Slice the eggs into wedges
As I mentioned earlier, century eggs are ready to eat so no cooking is required. Simply peel off the shell and rinse briefly under running water. Cut it into equal-sized wedges. Sometimes the yolk can be gooey thus sticks to the knife easily. In this case, wet the knife a little beforehand.
Roast the pepper
Roasted pepper adds a pleasantly smoky flavour to the dish. You can produce it using any of the following methods:
- Roast it in an empty pan/wok over high heat (Do not use non-stick cookware)
- Roast it directly over a gas burner or on a grill pan
- Roast it in the oven at 400°F/200 °C
Depending on the size of your pepper and the method, the roasting time varies. It’s ready when you notice the skin becomes wrinkly, black charred spots appears and the flesh yields easily when squeezed. Use a spoon to scrape off the skin then cut the flesh into thin strips.
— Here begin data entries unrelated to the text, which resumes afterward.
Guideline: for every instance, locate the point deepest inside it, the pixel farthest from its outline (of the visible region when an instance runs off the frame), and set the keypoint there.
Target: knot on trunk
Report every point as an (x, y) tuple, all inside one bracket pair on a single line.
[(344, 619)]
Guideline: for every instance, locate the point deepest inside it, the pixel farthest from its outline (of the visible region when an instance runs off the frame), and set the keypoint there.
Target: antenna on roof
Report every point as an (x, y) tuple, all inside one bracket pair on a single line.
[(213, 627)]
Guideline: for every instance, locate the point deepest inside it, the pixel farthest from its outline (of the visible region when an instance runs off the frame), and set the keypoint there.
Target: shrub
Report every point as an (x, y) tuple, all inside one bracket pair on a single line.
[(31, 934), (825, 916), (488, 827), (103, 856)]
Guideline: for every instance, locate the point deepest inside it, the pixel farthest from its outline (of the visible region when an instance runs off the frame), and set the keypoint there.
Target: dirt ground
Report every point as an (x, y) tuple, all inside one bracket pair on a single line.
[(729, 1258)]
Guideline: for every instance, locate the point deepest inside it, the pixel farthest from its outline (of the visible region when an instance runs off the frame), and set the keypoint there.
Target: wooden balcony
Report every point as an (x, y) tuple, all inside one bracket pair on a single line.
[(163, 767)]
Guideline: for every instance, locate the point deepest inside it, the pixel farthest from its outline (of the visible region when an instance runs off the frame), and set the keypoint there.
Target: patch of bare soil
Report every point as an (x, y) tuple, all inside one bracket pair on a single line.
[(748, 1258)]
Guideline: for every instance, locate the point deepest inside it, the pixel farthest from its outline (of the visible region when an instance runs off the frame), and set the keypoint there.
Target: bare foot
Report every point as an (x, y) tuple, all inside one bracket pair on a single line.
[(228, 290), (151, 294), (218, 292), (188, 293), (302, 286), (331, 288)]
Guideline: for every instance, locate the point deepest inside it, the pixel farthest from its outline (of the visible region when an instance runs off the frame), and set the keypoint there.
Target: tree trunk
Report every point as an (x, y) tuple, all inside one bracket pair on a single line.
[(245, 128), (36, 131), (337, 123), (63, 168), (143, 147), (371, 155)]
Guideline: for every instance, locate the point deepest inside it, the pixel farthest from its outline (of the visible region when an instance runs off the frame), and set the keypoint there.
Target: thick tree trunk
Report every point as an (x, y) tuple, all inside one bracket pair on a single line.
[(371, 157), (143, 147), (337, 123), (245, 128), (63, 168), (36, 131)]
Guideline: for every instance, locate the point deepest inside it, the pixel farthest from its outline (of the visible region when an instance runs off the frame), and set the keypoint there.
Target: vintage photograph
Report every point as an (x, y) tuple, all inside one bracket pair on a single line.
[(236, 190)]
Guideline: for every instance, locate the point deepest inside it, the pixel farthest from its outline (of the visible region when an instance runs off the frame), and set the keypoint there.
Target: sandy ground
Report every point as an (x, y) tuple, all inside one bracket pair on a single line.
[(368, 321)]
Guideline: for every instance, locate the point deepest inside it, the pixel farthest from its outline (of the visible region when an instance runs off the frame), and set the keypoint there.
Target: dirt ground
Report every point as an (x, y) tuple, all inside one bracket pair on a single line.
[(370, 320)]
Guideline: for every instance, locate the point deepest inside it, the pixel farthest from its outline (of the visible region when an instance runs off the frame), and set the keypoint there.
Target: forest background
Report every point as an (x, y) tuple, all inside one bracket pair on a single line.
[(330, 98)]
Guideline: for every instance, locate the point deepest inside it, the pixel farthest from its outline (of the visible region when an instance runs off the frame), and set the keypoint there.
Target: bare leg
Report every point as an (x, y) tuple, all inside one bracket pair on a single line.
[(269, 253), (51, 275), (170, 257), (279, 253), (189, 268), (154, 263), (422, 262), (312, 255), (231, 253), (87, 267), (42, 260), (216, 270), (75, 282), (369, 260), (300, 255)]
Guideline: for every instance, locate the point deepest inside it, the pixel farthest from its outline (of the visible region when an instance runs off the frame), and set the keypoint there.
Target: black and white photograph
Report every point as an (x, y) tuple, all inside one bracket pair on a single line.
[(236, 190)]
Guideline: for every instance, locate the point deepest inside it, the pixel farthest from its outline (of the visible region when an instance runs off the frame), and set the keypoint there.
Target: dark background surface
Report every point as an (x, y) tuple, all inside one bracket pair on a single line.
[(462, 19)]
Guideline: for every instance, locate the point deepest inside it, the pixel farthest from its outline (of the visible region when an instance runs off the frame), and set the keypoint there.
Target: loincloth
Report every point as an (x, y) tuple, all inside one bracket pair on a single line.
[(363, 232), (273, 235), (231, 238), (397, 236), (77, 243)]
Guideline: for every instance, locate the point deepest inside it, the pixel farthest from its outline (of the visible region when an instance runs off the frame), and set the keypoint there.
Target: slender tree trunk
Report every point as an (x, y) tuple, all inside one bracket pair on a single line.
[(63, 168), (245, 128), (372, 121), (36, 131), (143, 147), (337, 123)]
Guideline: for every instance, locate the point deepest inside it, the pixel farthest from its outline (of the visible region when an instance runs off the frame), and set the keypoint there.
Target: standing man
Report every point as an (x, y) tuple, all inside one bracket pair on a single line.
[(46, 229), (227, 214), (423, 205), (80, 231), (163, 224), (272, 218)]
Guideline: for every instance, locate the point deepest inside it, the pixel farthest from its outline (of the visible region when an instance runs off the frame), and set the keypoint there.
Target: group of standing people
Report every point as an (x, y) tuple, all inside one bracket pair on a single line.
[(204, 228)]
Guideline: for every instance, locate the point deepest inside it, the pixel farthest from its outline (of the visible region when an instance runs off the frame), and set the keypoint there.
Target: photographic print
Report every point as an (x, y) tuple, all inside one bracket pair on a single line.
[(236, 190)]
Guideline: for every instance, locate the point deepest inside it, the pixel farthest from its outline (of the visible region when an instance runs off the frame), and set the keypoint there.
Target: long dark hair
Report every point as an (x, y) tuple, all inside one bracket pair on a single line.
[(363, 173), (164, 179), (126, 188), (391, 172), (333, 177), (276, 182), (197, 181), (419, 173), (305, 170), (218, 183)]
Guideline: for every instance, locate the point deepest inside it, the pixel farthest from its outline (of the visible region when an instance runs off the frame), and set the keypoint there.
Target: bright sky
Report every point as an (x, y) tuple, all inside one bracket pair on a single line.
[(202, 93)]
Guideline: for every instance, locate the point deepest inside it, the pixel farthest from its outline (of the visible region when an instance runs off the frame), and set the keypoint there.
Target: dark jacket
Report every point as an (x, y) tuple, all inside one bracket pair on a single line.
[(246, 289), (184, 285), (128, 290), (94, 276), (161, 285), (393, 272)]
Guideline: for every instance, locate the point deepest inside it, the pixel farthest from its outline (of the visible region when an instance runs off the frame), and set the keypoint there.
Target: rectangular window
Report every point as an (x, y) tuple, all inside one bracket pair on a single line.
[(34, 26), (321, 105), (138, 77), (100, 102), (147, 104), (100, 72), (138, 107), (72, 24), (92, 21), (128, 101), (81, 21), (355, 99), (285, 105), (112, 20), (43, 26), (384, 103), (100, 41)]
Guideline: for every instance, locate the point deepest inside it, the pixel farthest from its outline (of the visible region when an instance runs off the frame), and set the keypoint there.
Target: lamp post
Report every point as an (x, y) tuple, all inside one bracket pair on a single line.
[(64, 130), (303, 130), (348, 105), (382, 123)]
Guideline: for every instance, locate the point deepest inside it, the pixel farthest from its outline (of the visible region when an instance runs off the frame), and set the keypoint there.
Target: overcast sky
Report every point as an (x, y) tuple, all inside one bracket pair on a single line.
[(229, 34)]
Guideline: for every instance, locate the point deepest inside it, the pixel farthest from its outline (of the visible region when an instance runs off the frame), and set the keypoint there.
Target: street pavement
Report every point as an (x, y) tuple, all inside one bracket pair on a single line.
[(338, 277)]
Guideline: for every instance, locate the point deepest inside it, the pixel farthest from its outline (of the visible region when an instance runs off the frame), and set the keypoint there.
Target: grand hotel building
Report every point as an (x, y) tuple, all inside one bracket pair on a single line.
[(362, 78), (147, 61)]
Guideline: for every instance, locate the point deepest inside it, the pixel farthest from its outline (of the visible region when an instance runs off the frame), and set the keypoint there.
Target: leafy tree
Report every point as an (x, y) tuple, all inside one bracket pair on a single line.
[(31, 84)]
I use the first method since Chinese home cooks tend to handle most tasks with one single wok. Food blogger Tori Avey has a great guide on how to roast peppers using the other two methods.
Use the softest type of tofu
Choose the softest type of tofu that’s nice to eat without further preparation. I like the Japanese style silken tofu (Juan Dou Fu/绢豆腐) which almost melts in your mouth. As it’s very fragile, handle gently when slicing. An alternative way is to put a whole block of tofu onto the serving plate, then use a spoon to break it into bite-sized pieces.
Make a tasty dressing
After placing three main ingredients on a serving plate, you can start making the simple dressing which elevates the overall flavour of the dish.
The first step is to pour hot oil over aromatics (minced ginger and garlic) and spices (chili flakes, ground Sichuan pepper) to effectively release their aroma. Then add light soy sauce and black rice vinegar.
If you’re not up to spicy flavour, make an alternative dressing using just three ingredients: soy sauce, sesame oil and salt.
Century Eggs, the Myths and Recipe (Pi Dan, 皮蛋)
- 1 sweet pointed pepper - see note 1
- 3 century eggs
- 100 g silken tofu - see note 2
- 1 stalk scallions, finely chopped
- Roast pepper in an empty pan/wok (Do not use non-stick cookware) over high heat. Flip from time to time until the skin wrinkles and charred spots appear (see note 4 for alternative methods). Scrape off the skin with a spoon. Slice the flesh of the pepper into thin strips.
- Peel century eggs then rinse briefly under running water. Cut into wedges. Place on a serving plate.
- Slice silken tofu into chunks then add to the plate. Top it with the pepper and scallions.
- Put ginger, garlic, chili flakes, Sichuan pepper in a bowl. Heat up oil then pour it over the spices. Add light soy sauce and black rice vinegar. Mix well.
- Pour the sauce over the egg, tofu and pepper. Serve as a salad for a multi-course meal with plain steamed rice.
NUTRITION DISCLOSURE: Nutritional information on this website is provided as a courtesy to readers. It should be considered estimates. Please use your own brand nutritional values or your preferred nutrition calculator to double check against our estimates.
If you haven’t tasted century eggs before, I hope you find this post inspiring and give it a try!